Implémenter Git en Typescript: la commande hash-object

Git.ts hash-object illustration

Dans le premier article de cette série, on a réimplémenté git init. La structure créée était un squelette : des dossiers, un HEAD, rien à l'intérieur de .git/objects.

C'est maintenant qu'on va commencer à le remplir.

git hash-object est la commande qui transforme un contenu en objet Git. Elle calcule l'identifiant de l'objet et peut l'écrire dans la base d'objets du dépôt. Toutes les autres commandes (add, commit, write-tree, etc.) reposent dessus.

Le code de cette série se trouve sur GitHub : github.com/alexisbchz/git.ts.

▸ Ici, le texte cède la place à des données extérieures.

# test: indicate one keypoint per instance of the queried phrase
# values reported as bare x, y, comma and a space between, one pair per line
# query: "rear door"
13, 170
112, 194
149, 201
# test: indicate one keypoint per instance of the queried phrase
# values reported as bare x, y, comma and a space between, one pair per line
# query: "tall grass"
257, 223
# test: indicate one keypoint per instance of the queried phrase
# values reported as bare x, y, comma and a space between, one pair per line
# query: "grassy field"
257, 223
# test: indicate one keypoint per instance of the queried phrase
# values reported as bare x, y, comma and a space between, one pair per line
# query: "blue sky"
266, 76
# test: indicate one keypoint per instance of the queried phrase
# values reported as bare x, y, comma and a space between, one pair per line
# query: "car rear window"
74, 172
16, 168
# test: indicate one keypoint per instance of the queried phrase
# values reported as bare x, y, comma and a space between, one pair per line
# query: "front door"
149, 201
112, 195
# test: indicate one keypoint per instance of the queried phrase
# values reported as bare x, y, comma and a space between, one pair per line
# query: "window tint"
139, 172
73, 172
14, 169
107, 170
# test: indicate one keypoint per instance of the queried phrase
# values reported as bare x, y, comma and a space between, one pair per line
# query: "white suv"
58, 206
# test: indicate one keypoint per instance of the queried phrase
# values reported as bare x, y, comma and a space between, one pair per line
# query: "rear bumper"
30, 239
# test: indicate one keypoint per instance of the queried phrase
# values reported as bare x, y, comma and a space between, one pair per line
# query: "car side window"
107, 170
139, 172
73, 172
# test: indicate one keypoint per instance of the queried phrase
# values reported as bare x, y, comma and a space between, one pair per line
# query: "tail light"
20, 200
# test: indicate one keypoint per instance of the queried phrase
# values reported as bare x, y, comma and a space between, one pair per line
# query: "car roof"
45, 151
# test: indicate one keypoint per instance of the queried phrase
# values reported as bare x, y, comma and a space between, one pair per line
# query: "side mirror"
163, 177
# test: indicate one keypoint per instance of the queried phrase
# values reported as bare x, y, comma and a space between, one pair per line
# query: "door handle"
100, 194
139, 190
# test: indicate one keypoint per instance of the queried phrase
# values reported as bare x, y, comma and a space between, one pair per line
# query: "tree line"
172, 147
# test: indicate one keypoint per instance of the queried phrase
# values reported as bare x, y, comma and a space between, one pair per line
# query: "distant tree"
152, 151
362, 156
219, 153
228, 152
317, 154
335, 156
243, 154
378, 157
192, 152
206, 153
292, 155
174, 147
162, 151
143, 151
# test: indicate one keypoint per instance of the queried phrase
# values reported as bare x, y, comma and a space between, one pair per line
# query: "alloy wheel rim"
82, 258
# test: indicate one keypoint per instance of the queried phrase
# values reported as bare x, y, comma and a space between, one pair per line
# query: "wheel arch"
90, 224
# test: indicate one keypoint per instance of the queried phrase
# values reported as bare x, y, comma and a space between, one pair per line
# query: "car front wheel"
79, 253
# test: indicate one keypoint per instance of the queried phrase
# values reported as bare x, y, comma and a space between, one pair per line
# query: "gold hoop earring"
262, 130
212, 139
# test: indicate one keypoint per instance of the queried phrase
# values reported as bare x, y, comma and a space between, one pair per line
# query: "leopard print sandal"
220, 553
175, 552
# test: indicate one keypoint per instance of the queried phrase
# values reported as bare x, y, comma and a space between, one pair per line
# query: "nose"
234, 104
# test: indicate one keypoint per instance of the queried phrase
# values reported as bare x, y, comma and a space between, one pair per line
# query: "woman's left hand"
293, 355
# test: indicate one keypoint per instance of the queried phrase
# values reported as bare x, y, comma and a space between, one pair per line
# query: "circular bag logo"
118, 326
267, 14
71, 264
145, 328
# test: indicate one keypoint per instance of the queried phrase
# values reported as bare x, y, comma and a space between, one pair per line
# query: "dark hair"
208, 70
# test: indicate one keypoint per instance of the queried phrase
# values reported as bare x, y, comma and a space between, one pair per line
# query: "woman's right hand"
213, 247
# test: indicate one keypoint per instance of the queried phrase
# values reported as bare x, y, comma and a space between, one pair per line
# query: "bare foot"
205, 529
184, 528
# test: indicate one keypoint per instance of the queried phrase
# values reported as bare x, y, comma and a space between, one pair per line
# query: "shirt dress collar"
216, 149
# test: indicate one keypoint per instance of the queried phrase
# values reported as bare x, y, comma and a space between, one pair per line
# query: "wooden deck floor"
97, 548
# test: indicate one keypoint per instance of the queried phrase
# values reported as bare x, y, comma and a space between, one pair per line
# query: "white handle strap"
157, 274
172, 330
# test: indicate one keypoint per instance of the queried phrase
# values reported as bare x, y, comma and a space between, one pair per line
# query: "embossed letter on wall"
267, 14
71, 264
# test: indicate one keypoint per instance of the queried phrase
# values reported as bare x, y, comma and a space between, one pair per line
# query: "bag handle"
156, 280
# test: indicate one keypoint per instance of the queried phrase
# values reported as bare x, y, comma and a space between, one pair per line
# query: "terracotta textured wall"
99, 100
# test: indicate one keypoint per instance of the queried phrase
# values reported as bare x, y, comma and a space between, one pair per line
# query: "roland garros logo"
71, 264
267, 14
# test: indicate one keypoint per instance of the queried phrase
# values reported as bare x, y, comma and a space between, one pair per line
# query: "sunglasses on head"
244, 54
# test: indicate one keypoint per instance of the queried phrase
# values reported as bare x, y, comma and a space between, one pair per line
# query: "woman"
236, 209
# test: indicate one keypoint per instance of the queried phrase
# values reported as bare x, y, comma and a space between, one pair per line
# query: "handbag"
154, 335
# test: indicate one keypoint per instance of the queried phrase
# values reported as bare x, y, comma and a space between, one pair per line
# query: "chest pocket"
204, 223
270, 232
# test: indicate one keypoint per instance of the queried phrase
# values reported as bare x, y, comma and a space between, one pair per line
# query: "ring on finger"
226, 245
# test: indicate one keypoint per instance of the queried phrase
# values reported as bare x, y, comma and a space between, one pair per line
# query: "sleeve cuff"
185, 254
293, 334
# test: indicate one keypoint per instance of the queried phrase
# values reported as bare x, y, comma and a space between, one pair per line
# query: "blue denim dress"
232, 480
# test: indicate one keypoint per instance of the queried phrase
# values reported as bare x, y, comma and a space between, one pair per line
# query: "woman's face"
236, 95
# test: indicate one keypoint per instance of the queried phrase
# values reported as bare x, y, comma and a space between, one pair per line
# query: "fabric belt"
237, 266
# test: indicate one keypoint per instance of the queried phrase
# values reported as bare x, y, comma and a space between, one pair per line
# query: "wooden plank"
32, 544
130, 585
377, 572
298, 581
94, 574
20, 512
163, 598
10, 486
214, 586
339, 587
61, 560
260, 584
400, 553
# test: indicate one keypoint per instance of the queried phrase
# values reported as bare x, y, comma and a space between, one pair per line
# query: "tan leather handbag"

Observer le comportement de `git hash-object`

Comme pour init, on commence par regarder ce que fait la vraie commande.

mkdir /tmp/git-hash-object-test
cd /tmp/git-hash-object-test
git init
printf 'hello world\n' > hello.txt

Sans option, hash-object affiche l'identifiant sans rien écrire :

git hash-object hello.txt

3b18e512dba79e4c8300dd08aeb37f8e728b8dad

Avec -w, la commande écrit aussi l'objet dans .git/objects :

git hash-object -w hello.txt
ls .git/objects/3b/

18e512dba79e4c8300dd08aeb37f8e728b8dad

Deux choses ressortent.

L'identifiant est un SHA-1 (40 caractères hexadécimaux).
L'objet est rangé dans .git/objects/<deux-premiers>/<reste>. Git découpe le SHA en deux pour limiter le nombre d'entrées par dossier.

Le format d'un objet Git

Pour calculer le SHA-1, Git ne hache pas le contenu brut. Il préfixe le contenu avec un en-tête :

<type> <taille>\0<contenu>

Pour hello world\n (12 octets), le tampon haché devient :

blob 12\0hello world\n

Le \0 est un vrai octet nul, pas la séquence littérale \0. Il sert de séparateur entre l'en-tête (texte) et le contenu (binaire).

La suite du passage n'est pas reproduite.